Is it me? Am I the only person on the planet that feels that parting with a special car is like selling one of your children to medical research? “Johnny… this is Dr. Mindbender, you’ll be living with him from now on at his laboratory. Let us know how you’re doing if you get a chance in-between experiments.” I know it sounds a bit dramatic, but this is how I’ve felt everytime I’ve sold a car.
The first time I encountered this strange “separation anxiety” was when I sold my TR3. This was my first classic car and the first car I ever restored. I spent countless hours restoring this car not just because it was a miserable basket case (first in a long line) but also because I was learning “the restoration craft” as I went along. A lot of my blood went into and onto that car!
Of course, I really didn’t want to sell it, but a growing list of reasons were beginning to force my hand. First and foremost was the fact that – being anal retentive – I wanted the car to be perfect, and since it was my first restoration project, it wasn’t. Also, I wanted to start racing, and there wasn’t budget or room for two hobby cars. Add to this psychological stew a robust classic car market and some unrelenting student loans, and it looked like the first born was going to have to hit the streets.
At first I convinced myself that at the price I was asking, it wouldn’t sell. Incidentally, in case you haven’t tried this little mind game before, it’s a marvelous way of naively satisfying both the side of your brain that wants to sell and the other side that doesn’t. The problem for me is that has never worked! Within a week, I had two buyers willing to pay my price. Doh!
As I bought, restored, raced and subsequently sold more cars over the years, the guilt and angst seemed to get a little easier. I suppose it’s not unlike a homicide detective gradually becoming desensitized to grisly crime scenes. Move along sir, nothing to see here.
However, parting with my last racecar seems to have thrown me into a full-blown guilt relapse. As background, about five years ago, I stumbled across the ultimate “barn find.” Only this barn was a U-Store-It storage space in Southern California with a period original Lotus 51 and an owner who just wanted to be rid of it at any cost. Having now gained some technique and experience in the “black arts” of restoration, I unleashed my full Q-Tip swabbing, bolt-head polishing, anal-retentive fury on the long-neglected Lotus. One year, eight knuckles, fourteen marriage counseling sessions and umpteen thousand dollars later, I had the near-perfect car I always wanted and a First Place trophy from the Newport Beach Concours d’Elegance to prove it (see photo at top). For the next several years I raced the car and the love affair deepened. I told myself I would never sell this car. When Lucifer called me and said, “It’s freezing down here, can you turn up the heat?” I knew I was in trouble.

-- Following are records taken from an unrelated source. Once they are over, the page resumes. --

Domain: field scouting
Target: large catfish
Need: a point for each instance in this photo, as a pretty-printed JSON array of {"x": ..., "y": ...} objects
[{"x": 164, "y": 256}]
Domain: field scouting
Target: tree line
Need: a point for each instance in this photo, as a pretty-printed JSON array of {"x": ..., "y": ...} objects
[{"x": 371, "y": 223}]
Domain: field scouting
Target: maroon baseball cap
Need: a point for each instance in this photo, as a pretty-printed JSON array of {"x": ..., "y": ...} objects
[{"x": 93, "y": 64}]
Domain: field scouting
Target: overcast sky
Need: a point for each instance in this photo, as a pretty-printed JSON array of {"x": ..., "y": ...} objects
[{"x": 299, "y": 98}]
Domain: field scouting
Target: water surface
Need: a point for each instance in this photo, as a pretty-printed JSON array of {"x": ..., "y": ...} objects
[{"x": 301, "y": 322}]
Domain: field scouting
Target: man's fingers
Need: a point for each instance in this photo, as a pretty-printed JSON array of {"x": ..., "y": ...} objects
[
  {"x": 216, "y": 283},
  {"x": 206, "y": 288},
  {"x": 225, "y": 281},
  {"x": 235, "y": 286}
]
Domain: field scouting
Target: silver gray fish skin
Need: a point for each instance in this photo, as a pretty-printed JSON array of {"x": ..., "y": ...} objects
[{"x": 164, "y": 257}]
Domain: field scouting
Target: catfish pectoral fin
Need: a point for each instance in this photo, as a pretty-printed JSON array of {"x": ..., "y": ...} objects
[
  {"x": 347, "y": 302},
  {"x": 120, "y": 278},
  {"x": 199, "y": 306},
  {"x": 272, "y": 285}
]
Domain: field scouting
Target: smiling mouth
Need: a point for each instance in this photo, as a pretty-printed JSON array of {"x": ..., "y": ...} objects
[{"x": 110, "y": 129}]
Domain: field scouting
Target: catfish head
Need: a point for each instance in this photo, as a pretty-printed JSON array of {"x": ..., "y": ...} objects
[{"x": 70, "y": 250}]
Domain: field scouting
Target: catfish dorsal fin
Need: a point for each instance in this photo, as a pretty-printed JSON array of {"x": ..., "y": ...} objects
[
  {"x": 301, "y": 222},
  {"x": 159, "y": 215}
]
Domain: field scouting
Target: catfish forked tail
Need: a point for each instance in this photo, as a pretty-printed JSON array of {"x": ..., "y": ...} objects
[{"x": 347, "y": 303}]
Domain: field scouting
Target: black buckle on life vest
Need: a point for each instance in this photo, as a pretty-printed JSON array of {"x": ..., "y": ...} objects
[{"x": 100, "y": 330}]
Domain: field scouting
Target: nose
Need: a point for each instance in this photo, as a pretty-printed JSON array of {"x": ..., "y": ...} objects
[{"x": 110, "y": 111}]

True to past form, trivial minutiae, like a growing family and a house in need of restoration, yet again set the winds of automotive change in motion. Like the TR3, the Lotus sold quickly and was a deal I couldn’t refuse. What was different this time was that I sold the car to someone who I quickly became fast friends with. This has been good and this has been bad. On the good side, I knew the car was going to a good home and that I’d get to see the car frequently and remain involved with it. On the bad side, I’d get to see the car frequently and remain involved with it.
With my previous cars, they were gone… never to be seen or heard from again. Out of sight, out of mind. But the Lotus, I was now seeing almost on a weekly basis. What was even worse was that the car was just sitting in the corner of my friend’s warehouse gathering dirt and dust bunnies. It seemed like everytime I entered the shop, the Lotus would scream at me from the corner, “You bastard! You did this to meeeeee…” Hell hath no fury like a scorned racecar.
I’ve been told that with psychological problems like a traumatic experience, a broken relationship or a racecar screaming obscenities at you, the best medicine is to get back in the saddle as quickly as possible. The issue for me now is how do I convince my wife and daughter that you can sleep in your car, but you can’t drive your house.